Nas sociedades modernas, as pessoas podem participar da economia por meio da economia de empresas e mercado ou da economia pública e estatal. No entanto, tem havido uma tendência de atribuir ao mercado a responsabilidade pela distribuição econômica, enquanto o papel redistributivo do Estado tem diminuído.
Isso exclui uma parcela cada vez maior da população que não possui bens para trocar ou recursos para participar da economia, levando muitas pessoas a se engajarem em atividades econômicas informais para garantir sua subsistência.

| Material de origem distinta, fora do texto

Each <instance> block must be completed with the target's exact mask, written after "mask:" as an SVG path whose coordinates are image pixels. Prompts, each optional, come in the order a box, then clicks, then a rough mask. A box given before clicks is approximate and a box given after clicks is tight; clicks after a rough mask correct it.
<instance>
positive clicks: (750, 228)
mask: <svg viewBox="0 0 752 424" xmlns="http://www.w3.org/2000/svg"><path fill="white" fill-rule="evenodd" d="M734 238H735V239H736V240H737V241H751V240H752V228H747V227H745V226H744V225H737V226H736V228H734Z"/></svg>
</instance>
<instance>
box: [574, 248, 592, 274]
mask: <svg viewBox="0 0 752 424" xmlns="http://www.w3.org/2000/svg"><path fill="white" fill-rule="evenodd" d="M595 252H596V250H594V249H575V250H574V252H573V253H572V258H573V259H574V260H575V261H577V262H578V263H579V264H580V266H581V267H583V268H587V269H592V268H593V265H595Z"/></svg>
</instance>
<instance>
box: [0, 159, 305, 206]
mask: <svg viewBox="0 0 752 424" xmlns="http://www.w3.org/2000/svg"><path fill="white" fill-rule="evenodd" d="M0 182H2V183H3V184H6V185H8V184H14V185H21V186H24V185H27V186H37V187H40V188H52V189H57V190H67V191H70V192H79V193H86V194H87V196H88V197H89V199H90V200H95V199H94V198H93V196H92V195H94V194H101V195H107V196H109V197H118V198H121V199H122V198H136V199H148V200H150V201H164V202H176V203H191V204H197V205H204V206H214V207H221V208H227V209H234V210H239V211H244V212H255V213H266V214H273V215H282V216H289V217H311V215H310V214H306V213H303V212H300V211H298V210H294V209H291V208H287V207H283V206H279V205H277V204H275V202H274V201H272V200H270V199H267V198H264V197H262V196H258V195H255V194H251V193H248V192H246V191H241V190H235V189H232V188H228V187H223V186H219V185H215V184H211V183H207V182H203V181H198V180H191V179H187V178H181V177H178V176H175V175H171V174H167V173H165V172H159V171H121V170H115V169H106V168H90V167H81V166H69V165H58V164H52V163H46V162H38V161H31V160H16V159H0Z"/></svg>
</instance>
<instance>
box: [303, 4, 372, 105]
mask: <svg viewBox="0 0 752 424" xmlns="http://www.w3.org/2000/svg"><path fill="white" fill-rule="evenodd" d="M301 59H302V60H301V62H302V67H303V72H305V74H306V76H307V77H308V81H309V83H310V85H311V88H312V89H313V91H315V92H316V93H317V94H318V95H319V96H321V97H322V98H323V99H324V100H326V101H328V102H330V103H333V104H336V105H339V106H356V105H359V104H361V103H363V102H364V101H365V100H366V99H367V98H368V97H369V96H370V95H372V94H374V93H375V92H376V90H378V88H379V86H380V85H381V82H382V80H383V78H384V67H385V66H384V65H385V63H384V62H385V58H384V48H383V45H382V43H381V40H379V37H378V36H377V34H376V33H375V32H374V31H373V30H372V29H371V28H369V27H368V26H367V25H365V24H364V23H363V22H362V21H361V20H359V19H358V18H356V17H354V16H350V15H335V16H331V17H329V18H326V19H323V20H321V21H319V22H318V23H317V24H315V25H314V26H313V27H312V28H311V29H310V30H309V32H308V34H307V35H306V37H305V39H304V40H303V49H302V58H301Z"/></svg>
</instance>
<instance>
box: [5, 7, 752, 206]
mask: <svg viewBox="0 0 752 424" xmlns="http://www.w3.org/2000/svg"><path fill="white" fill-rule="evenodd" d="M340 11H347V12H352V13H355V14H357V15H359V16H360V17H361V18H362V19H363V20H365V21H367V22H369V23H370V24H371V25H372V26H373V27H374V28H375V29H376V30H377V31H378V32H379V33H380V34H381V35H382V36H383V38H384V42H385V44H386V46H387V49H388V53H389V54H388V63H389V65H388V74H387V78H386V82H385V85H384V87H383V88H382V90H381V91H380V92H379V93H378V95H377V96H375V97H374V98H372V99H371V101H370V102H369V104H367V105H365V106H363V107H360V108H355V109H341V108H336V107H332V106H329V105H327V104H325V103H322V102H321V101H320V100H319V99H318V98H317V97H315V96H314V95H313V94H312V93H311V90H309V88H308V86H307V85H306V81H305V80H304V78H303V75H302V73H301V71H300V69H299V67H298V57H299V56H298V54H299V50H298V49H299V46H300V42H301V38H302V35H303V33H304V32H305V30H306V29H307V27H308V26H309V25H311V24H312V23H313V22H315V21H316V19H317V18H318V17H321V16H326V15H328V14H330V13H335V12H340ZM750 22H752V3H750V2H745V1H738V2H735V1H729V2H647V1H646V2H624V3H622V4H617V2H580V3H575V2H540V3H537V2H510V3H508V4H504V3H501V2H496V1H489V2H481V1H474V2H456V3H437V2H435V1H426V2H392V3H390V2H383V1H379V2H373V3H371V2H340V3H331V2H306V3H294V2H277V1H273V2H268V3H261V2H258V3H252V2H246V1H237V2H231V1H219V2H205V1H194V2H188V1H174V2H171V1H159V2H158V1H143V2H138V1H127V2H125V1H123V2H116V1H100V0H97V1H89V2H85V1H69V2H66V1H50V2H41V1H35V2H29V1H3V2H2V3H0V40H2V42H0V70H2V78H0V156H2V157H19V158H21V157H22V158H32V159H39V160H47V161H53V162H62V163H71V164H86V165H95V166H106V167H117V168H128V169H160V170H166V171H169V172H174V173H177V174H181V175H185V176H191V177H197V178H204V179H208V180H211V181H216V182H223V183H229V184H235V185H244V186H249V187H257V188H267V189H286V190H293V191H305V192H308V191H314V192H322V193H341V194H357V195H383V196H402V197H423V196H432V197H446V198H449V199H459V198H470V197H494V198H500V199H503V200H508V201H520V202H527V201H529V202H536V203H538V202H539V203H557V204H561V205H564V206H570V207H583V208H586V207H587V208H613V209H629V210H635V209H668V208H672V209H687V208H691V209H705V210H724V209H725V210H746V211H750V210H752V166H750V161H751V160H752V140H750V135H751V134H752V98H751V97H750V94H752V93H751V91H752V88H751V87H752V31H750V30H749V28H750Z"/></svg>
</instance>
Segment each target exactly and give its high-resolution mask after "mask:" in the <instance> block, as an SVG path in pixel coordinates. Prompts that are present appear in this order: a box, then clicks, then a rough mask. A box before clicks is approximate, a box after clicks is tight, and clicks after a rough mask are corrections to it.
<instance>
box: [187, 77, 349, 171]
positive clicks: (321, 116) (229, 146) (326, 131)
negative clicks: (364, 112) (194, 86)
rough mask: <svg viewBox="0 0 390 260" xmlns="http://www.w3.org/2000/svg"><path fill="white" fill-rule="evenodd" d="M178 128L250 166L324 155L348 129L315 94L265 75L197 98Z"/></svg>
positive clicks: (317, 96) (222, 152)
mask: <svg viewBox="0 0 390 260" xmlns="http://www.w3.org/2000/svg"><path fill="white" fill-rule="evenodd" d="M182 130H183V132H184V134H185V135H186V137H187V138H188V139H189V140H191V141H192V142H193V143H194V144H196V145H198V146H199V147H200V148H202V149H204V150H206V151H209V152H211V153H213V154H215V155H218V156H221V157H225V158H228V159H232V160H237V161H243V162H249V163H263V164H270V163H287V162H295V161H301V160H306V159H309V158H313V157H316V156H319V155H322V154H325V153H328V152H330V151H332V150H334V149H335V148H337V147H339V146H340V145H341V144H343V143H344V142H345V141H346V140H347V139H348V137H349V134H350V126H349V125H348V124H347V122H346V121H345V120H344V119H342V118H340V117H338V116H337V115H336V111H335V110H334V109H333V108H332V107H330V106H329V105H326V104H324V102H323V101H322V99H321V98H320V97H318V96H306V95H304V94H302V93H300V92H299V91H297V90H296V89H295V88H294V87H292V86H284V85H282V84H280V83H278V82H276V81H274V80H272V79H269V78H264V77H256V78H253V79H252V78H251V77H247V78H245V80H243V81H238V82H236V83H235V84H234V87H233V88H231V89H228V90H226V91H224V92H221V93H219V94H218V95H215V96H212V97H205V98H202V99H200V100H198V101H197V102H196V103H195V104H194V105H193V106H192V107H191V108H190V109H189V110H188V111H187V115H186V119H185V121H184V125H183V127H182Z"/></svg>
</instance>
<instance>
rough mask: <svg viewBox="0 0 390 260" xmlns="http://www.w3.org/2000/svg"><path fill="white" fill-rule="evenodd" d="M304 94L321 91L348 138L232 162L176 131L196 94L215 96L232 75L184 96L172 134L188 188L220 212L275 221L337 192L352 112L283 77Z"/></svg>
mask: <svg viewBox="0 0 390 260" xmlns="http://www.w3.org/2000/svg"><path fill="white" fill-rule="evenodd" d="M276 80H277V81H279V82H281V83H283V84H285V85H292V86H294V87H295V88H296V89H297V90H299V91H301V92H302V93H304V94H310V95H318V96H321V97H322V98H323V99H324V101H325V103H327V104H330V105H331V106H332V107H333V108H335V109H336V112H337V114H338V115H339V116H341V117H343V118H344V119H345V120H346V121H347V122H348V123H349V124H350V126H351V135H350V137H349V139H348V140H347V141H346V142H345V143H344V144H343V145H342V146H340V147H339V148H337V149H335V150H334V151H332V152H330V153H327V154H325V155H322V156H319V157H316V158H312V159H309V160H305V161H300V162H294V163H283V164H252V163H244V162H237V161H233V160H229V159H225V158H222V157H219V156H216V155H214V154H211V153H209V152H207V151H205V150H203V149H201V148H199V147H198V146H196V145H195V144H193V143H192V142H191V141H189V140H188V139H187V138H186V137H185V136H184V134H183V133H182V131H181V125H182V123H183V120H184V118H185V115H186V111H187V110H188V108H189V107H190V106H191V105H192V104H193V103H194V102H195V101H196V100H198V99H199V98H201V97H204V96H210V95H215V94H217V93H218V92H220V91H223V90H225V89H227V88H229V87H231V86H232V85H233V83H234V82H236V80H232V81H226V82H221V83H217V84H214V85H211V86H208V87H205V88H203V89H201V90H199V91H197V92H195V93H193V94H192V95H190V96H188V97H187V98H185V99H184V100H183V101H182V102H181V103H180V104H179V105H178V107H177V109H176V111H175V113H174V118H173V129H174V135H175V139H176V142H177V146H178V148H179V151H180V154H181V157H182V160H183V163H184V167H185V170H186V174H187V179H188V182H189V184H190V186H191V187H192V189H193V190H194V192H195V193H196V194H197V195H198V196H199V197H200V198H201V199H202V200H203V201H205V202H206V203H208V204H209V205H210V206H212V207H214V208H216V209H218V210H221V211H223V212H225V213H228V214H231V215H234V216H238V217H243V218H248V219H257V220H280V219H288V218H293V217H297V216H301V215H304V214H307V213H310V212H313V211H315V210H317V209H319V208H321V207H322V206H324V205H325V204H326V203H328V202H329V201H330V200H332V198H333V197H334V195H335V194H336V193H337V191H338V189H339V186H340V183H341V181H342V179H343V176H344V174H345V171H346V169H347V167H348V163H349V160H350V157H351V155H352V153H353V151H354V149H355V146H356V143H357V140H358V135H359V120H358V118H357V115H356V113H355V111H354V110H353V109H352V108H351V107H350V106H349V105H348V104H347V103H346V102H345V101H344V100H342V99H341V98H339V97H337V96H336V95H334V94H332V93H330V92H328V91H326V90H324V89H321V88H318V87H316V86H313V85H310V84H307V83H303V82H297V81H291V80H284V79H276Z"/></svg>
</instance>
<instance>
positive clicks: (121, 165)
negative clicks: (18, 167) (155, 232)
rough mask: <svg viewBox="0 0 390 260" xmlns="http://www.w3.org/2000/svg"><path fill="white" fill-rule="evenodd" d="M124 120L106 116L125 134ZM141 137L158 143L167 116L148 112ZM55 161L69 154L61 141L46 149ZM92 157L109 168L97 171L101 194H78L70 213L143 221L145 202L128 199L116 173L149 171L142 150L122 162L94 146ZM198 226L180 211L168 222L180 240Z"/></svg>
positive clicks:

Essa situação de pobreza tem levado ao surgimento de uma economia informal, também chamada de economia popular, na qual pessoas e grupos marginalizados da economia oficial desenvolvem estratégias de sobrevivência para satisfazer suas necessidades básicas.
Essa economia informal representa uma forma de participação e obtenção de meios de vida, mas também tem grandes implicações culturais e sociais. Portanto, junto com a expansão quantitativa da pobreza, ocorre uma transformação qualitativa que afeta profundamente a sociedade.
Essa realidade da pobreza nos países latino-americanos reflete a crescente desigualdade social e a falta de oportunidades econômicas para uma parcela significativa da população. A dependência cada vez maior do mercado e a diminuição do papel do Estado na redistribuição de recursos têm deixado muitos indivíduos e grupos à margem da economia oficial, levando-os a buscar formas alternativas de subsistência.
Essa economia informal, embora forneça meios de sobrevivência, também destaca a necessidade de abordar as questões estruturais subjacentes à pobreza e à desigualdade, a fim de criar um sistema mais inclusivo e equitativo.
Transformação da pobreza
O mundo da pobreza, há algumas décadas, era composto principalmente por pessoas que não conseguiram se integrar à vida moderna devido à falta de infraestrutura urbana, empregos e serviços básicos.
Essa marginalização era resultado da reorganização da economia e da estrutura social, que afetou especialmente grupos indígenas, camponeses e artesanais. À medida que o setor moderno crescia, atraindo trabalhadores e consumidores, aqueles que não conseguiram se integrar ficaram dependentes das ações do setor público para sua sobrevivência.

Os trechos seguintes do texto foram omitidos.